Short answer: You’re right, Reg FD pertains to corporate disclosure.

Long answer: Analysts cannot show one opinion to favored institutions and another to retail investors. (Should be Reg HB for Mr Blodget). That’s one thing BlackRock was trying to tease out of the data–data that only they received.

Black Rock said they’ve stopped doing it and paid for the AG’s costs. What’s the problem? Is that bullying?

Is the story of finance for the last 15 years one where heavy-handed regulators and investigators bully the largest financial operators in the world?

By: realist50 Sat, 11 Jan 2014 09:28:33 +0000 Trollmes – Reg FD has zero bearing on what SAE was doing.

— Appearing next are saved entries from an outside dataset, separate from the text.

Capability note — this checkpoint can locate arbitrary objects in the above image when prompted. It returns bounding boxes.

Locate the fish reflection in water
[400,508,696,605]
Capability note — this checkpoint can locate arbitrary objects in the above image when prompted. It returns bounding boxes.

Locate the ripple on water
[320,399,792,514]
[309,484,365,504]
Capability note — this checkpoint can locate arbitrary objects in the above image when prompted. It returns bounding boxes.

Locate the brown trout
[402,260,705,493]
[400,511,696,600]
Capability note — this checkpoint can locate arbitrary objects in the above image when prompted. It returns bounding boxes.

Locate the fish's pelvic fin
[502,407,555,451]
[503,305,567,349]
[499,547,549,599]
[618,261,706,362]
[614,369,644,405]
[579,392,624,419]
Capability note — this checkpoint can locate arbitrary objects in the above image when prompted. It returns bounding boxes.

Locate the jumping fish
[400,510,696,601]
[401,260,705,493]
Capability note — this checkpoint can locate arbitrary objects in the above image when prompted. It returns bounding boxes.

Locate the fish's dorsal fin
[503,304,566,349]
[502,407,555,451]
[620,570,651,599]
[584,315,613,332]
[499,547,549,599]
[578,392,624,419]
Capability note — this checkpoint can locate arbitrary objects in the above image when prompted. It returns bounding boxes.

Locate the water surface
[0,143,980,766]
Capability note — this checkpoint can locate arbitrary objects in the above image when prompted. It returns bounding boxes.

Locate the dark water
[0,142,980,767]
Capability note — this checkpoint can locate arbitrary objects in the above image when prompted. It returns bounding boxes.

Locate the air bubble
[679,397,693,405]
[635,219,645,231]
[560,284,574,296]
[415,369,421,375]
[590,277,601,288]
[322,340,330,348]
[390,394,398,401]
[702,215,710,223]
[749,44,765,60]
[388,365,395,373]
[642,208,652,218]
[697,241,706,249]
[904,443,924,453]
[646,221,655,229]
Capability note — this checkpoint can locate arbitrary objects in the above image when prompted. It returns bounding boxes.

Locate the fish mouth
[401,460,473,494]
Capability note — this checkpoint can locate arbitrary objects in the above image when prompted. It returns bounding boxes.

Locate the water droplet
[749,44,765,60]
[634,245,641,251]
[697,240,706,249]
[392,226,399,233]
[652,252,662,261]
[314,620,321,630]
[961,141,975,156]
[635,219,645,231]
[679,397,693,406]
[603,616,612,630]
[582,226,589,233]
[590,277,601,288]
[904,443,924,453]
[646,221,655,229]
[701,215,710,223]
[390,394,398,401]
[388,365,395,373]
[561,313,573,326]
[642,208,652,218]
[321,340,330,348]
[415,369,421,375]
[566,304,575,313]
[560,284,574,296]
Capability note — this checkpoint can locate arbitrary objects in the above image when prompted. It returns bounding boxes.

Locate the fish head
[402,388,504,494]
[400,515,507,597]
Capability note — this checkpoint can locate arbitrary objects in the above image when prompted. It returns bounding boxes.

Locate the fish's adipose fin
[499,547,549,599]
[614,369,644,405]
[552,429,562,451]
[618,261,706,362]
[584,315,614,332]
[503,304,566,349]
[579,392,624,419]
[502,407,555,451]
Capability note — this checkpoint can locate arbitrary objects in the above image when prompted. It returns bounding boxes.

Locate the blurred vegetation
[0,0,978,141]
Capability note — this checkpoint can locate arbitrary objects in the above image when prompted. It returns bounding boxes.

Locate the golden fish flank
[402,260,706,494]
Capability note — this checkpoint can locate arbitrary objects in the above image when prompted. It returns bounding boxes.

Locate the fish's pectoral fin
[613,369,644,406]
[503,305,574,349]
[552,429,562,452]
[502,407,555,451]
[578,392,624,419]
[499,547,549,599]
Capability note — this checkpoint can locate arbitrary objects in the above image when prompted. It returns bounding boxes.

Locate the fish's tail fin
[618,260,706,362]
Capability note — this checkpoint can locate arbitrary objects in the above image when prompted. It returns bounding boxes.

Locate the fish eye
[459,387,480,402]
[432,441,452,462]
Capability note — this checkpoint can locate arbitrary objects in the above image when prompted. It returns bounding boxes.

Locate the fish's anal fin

It applies to information disclosures by securities issuers – i.e., companies – not to disclosures by research analysts.

By: billyjoerob Fri, 10 Jan 2014 16:16:59 +0000 The irony is, BLK was using the info to trade against the analysts, not in front of them.

By: Trollmes Fri, 10 Jan 2014 15:48:22 +0000 Well, there’s Reg FD:
“In December 1999, the SEC proposed Regulation FD. Thousands of individual investors wrote the SEC and voiced their support for the regulation. But support was not unanimous. Large institutional investors, accustomed to benefiting from selectively disclosed material information, fought vigorously against the proposed regulation. They argued that fair disclosure would lead to less disclosure. In October 2000, the SEC ratified Regulation FD.”–From Wikipedia on Reg FD

Findings #26 and #27 make it clear that the success of Black Rock’s program was dependent on analysts’ “willingness to give advance information” and that Black Rock’s interest was in “front-running” analysts’ recommendations. That’s from internal Black Rock emails.

It certainly looks like Black Rock was trying to skirt Reg FD. Why should the A.G. praise that?